Lindsey Adler reported the bizarre story for Deadspin on Thursday, interviewing women who were harassed by Schultz and helped to expose that the writer was not truthful about who they were. Schultz, who had worked for both SB Nation and Baseball Prospectus, was fired from both gigs after a wild story of abuse and deceit was uncovered earlier this week.

The story seems to unravel last weekend, when the account @rschultzy20, which claimed to be Ryan Schultz, made a misogynistic joke on Twitter that upset many people. The account was deleted, then reactivated and deleted again. Meanwhile, people contacted Adler to chronicle the strange behavior of Shultz and investigate whether the writer actually was who they said they were.

What emerged is that not only did Ryan not exist, it was a fake family member of a girl named Becca Schultz, who later admitted to women that she was not who she said she was. These women later confirmed that Schultz had crossed the line a number of times in communicating with women online.

Erin and the other four people involved in the investigation confronted Ryan, who admitted that, yes, they had actually been talking to Becca for all of these years. Once she was in too deep with the persona, she explained, she realized she couldn’t simply begin presenting her real self to the people she knew online and still have them as friends.

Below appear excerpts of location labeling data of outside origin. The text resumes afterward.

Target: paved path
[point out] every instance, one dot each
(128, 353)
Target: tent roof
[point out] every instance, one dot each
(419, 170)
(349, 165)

After Erin tweeted about Ryan/Becca, a handful of other women began tweeting and talking about their experiences with Ryan. Many of them said Ryan had harassed them, and one told me she had been coerced into sending nude photos of herself under threat of Ryan hurting himself otherwise.

The whole story is wild and disturbing, showing just how strange anonymity online can be. Shultz started writing afraid that her true identity would not be respected online. Yet once she found success, she wielded that persona as a weapon against women and made those she harmed look into the writer enough that she was ultimately exposed.